Я не стал переубеждать Тимофея Палыча, что директор районной спортивной школы, узнай он обо мне всю правду, скорее перекрестился, обрадовавшись, что я навострил лыжи не в их сторону. Может, и зря. Палыч — мужик хороший, может, лучше было рассказать, кому он собирался противостоять.
Но мне очень не хотелось объяснять, кое-какие детали своей биографии. Да и что греха таить, нравилось быть в глазах директора старой закалки эдаким смутьяном, который следовал своему призванию.
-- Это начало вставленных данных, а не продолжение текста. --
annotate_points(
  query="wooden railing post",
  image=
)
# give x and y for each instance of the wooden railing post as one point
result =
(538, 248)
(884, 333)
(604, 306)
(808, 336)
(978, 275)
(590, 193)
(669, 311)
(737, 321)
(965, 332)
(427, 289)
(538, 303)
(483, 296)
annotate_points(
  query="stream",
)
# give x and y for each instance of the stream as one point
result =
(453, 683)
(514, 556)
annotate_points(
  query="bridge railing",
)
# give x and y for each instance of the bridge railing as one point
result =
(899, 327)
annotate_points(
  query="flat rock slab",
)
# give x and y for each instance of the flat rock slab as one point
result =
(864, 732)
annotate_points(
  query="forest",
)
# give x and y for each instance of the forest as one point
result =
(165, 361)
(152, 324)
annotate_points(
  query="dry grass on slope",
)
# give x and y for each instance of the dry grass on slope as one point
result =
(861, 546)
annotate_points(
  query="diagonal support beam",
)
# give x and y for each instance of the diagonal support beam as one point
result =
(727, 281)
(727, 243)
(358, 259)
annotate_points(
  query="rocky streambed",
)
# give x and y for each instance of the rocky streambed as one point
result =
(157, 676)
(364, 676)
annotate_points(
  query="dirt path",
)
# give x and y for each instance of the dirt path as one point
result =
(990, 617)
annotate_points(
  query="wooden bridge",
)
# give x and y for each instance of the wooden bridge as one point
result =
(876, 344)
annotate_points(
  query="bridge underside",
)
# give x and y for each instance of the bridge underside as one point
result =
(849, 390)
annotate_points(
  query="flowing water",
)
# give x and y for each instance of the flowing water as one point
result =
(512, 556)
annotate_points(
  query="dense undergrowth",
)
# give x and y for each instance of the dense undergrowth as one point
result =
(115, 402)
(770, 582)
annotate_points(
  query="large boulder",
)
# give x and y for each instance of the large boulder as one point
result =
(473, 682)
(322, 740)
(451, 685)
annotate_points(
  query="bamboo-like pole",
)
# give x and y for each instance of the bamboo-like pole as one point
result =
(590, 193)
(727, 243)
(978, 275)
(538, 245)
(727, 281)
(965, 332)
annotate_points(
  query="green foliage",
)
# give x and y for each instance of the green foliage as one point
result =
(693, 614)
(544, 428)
Почему он вообще меня взял? Я рассказал, что работал и играл в Лондонском клубе до того, как получил травму, и в глазах Палыча этот опыт перекрыл все возможные дипломы, полученные на родине, но бюрократия была неумолима.
Оказалось, что нельзя просто прийти с порога и заявить, что ты тренер от Бога. Нужны были документы, подтверждающие это.
И это я еще ничерта не понял после слова «санкнижка» и списка других обязательных требований для кандидата при приеме на работу.
В кои-то веки мне повезло, что мама сразу записала меня под свою фамилию, и теперь хотя бы никто не задавал лишних вопросов о том, почему у меня с очень известным в стране политиком одна фамилия. Понятия не имею, были ли мы с отцом схожи внешне, но, наверное, нет. В телевизоре бабы Зины он мелькал даже чаще, чем я на ее кухне, но прозорливая повариха сходства не замечала.
Когда с коробками было покончено и опустевшая «девятка» умчалась по своим делам, баба Зина вскрыла одну из коробок ножом, выудила покрытый инеем вафельный стаканчик и протянула мне.
— Котлет не обещаю, — сказала она. — Мясо у нас под строгим отчетом, но за тарелкой борща приходи. А еще вот, держи пломбир. Заработал.
Повариха кликнула помощницу, а я ушел восвояси. Мороженого не хотелось. Но не выкидывать же.
Так и вышел со стаканчиком, который холодил пальцы. Глянул на стадион и с удивлением заметил, что дети предоставлены сами себе. А Тимофей Палыч чуть ли ни пританцовывает перед очередной чиновницей. Ее мне было видно плохо из-за ограждений, но по тому, как заламывал перед ней руки директор, понял, дело плохо.
Не оставят меня в покое. Понятно, что отец так просто меня не отпустит. Всю свою жизнь я слышал, что футбол это не работа и уж тем более не профессия для настоящего мужика. Даже чертова травма и та сыграла ему на руку.